Mechanistic Proteomics

Both protein expression levels and subtle biochemical changes made to the sequence in the form of post-translational modifications (PTM), dynamically influence biomolecule function. PTM of proteins, for example, is nature’s way of modifying structure and regulating function, interactions, and sub-cellular localisation. The accurate measurement of expression and modification in vivo is essential to understanding the underlying biomolecular determinants of cellular regulation.

We are creating new approaches to characterise protein PTMs on a proteome-wide scale. We are involved in developing new mass spectrometry instrumentation that can accommodate new modes of ion fragmentation including multiple light-, electron- and classical collision- based approaches. This will allow us to characterise PTMs as well as their context (the pertinent protein in its environment). Furthermore, we want to characterise the ion fragmentation chemistry in order to develop automated tools for analysis.

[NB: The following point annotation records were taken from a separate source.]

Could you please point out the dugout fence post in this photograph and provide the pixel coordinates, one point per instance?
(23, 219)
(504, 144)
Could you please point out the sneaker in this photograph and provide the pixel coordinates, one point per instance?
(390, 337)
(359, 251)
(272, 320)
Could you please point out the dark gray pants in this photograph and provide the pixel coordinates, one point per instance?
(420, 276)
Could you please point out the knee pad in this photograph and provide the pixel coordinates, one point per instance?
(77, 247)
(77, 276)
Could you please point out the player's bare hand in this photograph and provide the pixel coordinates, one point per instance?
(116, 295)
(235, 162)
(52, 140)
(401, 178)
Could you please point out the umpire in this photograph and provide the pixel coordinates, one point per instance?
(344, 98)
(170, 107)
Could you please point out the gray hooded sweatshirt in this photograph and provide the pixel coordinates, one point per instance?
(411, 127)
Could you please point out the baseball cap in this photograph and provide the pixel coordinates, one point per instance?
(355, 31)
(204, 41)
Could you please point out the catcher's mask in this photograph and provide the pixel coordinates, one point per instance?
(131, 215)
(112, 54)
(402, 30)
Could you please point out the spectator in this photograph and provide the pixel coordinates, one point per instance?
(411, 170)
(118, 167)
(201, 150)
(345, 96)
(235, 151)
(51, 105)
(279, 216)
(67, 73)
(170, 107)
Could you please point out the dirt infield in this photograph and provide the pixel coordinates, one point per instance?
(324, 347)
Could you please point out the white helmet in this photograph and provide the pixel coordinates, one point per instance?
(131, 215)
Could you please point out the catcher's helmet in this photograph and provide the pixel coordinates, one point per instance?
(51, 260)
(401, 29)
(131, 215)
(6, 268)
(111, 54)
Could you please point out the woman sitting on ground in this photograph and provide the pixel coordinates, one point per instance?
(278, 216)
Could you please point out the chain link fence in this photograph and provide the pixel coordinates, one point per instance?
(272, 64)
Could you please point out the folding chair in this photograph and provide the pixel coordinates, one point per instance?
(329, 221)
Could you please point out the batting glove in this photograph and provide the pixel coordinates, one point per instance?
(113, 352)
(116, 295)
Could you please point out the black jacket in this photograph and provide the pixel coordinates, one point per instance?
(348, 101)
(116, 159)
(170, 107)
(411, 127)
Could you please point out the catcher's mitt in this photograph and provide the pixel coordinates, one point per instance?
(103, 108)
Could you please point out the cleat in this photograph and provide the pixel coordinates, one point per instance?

 The extension of these methods to other biomolecule classes, such as sugars, allows us to chart new realms of biology. We are improving the sensitivity of cutting-edge experiments with the goal of reaching single cell proteomics. It is little appreciated that the rate and power of mass spectrometry (MS) analysis is outstripping the key chemical techniques that are coupled to it. One of the understated and most powerful aspects of the proteomics experiment is the peptide/protein chromatographic separation: new modes in chromatography have the power unleash the power of MS. We are creating new ultra-high-performance separations for proteomics that are being applied to a range of pertinent biochemicals. One key aspect is our interest in creating ultra-narrow columns which operate at low flow rates (a few nanolitres per minute) to maximise sensitivity.

We are also developing innovative chemical methods for the detection, enrichment and quantification of currently intractable biomolecules as well as difficult protein PTMs such as glycosylation and phosphorylation. These methods operate in several contexts including columns, beads as well as in cellulo.

We apply our approaches to a number of pertinent questions in biology, such as transcription (most recently how the SARS-CoV-2 virus remodels the cell), cell cycle, biomolecule transportation as well as several cell receptors and signalling pathways.